Bob Moses' disappointing second album has a tepid stadium rock sound.
Their 2015 debut album for Domino, Days Gone By, made Bob Moses more popular still, and earned the duo two Grammy nominations. On their second LP, Bob Moses seem less concerned with the Black Rock City crowd and more focussed on the sort of fans who might have come to them through Ellen. A co-producer, Lars Stalfors—who has worked with Cold War Kids, Local Natives and HEALTH—has been brought in. The resulting collection of songs, discussing "the struggles or battles we all go through; battles inside ourselves, struggles with each other and with our society," is markedly different to Days Gone By and their first three EPs. Vocals and guitars are emphasised here in a way they haven't been before. More than ever, Howie and Vallance are asserting themselves as a band rather than an electronic act.

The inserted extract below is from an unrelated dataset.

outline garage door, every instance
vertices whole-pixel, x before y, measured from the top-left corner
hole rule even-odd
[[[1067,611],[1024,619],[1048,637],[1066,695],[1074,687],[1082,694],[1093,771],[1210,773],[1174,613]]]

The first single, "Back Down," opens with a set of whiny chords that might belong to any number of middling rock bands, and it's about as far removed from the dance floor as anything we've heard from Bob Moses. On the album opener, "Heaven Only Knows," Howie's celestial vocals soar over simple drums. There are some instrumental sections, but, like nearly everything else here, it's more of a song than a track. "Eye For An Eye" features more of the same generic pop rock vocals and familiar guitar lines. On "Nothing But You," the album's low point, Howie's treated voice brings to mind Adam Young of Owl City, culminating in a saccharine, radio-geared chorus.
There are bright spots. "The Only Thing We Know" features guitars redolent of Darkside, a rolling groove and an interesting vocal cadence. "Enough To Believe" is a gorgeous earworm built around a metronomic beat and Howie's finest vocal on the album—half spoken, half sung and extra effective against downcast string synths. The back-end breakdown of "Listen To Me" sounds more like the Bob Moses of old. Other songs are passable rather than memorable. The closer, "Fallen From Your Arms," an electric piano ballad, stands out for being the most non-club track of all.
Bob Moses' best work puts the production first. Older tracks often clocked in at over six minutes. Echoing beats were given space to bloom gradually, carrying as much weight as Howie's haunting vocals. The mood was almost always dusky and sensual, but the track structures were impressively diverse and lyrics were strong, especially in the outstanding "Tearing Me Up." There's nothing wrong with aiming big. The problem is that, in losing sight of the dance floor, Battle Lines does away with Bob Moses' greatest strength, and the quality that made them stand out from countless other pop and rock acts.